2007-11-15 Thread Daniel Barkalow
On Thu, 15 Nov 2007, Theodore Tso wrote:

> On Wed, Nov 14, 2007 at 06:23:34PM -0500, Daniel Barkalow wrote:
> > I don't see any reason that we couldn't have a tool accessible to Ubuntu 
> > users that does a real "git bisect". Git is really good at being scripted 
> > by fancy GUIs. It should be easy enough to have a drop down with all of 
> > the Ubuntu kernel package releases, where the user selects what works and 
> > what doesn't.
> 
> It's possible users who haven't yet downloaded a git repository have
> to surmount some obstacles that might cause them to lose interest.
> First, they have to download some 190 megs of git repository, and if
> they have a slow link, that can take a while, and then they have to
> build each kernel, which can take a while.
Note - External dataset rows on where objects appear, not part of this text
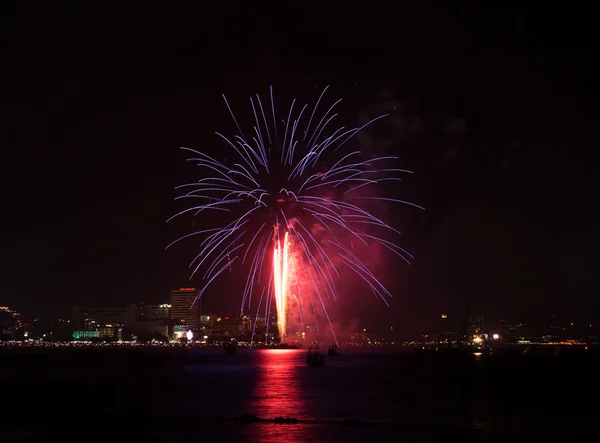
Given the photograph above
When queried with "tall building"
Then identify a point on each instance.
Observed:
(105, 322)
(183, 308)
(154, 312)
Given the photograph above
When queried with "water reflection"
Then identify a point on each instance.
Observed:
(279, 393)
(278, 390)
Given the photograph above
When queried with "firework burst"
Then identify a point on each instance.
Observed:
(292, 186)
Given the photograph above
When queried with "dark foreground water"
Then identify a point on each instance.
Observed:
(359, 396)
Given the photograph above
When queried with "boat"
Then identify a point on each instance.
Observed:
(315, 359)
(333, 350)
(230, 346)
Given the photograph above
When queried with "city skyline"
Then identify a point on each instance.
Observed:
(497, 132)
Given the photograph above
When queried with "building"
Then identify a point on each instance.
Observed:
(184, 307)
(155, 312)
(107, 322)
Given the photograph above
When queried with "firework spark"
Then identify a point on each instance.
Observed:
(281, 278)
(289, 177)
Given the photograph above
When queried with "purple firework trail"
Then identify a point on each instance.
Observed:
(288, 176)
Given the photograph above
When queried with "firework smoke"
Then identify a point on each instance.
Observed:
(294, 187)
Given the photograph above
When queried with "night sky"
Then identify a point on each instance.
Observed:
(497, 109)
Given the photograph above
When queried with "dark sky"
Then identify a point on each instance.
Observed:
(497, 114)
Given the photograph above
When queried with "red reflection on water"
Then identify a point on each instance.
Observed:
(278, 391)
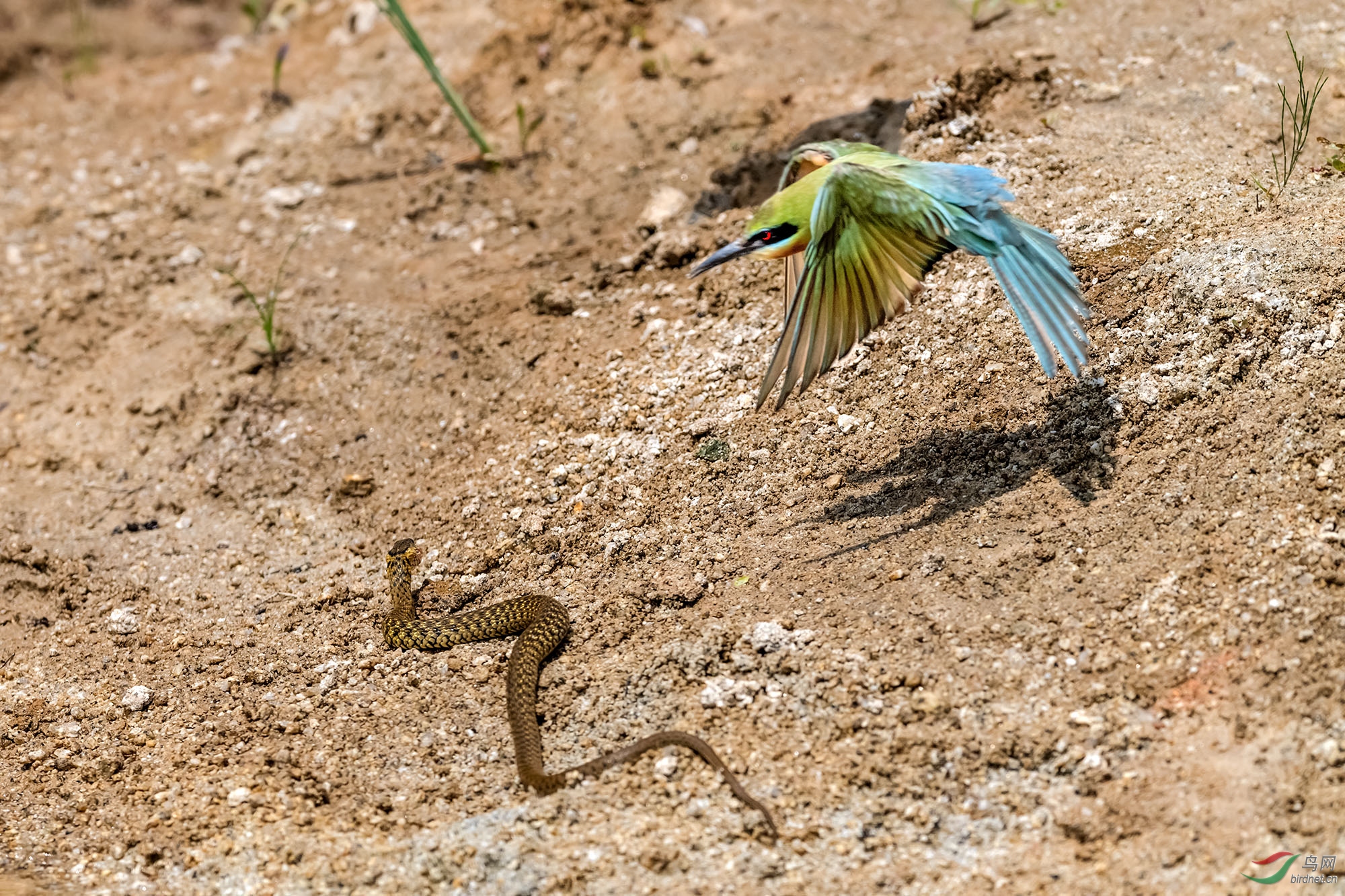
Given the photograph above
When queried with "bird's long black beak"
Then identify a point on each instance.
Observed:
(720, 256)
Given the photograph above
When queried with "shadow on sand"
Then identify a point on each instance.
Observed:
(962, 469)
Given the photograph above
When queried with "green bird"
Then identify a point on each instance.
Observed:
(870, 227)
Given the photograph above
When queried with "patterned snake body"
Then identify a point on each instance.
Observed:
(544, 624)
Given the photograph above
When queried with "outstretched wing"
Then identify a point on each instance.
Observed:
(875, 237)
(1036, 278)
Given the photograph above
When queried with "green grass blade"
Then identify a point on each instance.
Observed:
(395, 13)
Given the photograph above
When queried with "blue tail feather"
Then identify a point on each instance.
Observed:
(1039, 284)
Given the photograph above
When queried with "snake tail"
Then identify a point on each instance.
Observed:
(543, 623)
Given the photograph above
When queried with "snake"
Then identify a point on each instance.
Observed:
(541, 623)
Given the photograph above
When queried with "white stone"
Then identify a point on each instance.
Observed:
(724, 692)
(665, 204)
(771, 637)
(123, 620)
(286, 197)
(138, 698)
(189, 256)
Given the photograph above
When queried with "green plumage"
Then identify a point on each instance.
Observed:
(870, 227)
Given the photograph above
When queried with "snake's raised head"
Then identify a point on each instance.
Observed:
(404, 552)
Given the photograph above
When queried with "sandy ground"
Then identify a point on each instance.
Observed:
(966, 630)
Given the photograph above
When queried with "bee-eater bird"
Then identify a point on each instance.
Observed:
(870, 227)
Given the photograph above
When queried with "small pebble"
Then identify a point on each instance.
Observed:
(123, 620)
(138, 698)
It should be possible for it to clone only the portion that they actually 
care about based on where the known-good version is. It should also (in 
theory, anyway) be possible to put off some amount of the download until 
it's actually going to be relevant.

> A full kernel build with everything selected can take good 30 minutes or 
> more, and that's on a fast dual-core machine with 4gigs of memory and 
> 7200rpm disk drives. On a slower, memory limited laptop, doing a single 
> kernel build can take more time than the user has patiences; multiply 
> that by 7 or 8 build and test boots, and it starts to get tiresome.

None of this is going to take as long, even on a slow link and a slow 
computer, as waiting for a response to a mailing list post. It'd annoy 
users who are specifically waiting for it, but if the interface is that 
the user says "kernel package X didn't work but the current kernel does", 
and it says "I'll let you know when I've got something to test", and the 
user watches a DVD, and afterward finds a message saying there's something 
to test, and tries it, and reports how it went, and the process repeats 
until it narrows it down to a single commit after a couple of days of the 
user getting occasional responses, it's not that different from asking for 
help online.

> And then on top of that there are the issues about whether there is
> enough support for dealing with hitting kernel revisions that fail due
> to other bugs getting merged in during the -rc1 process, etc.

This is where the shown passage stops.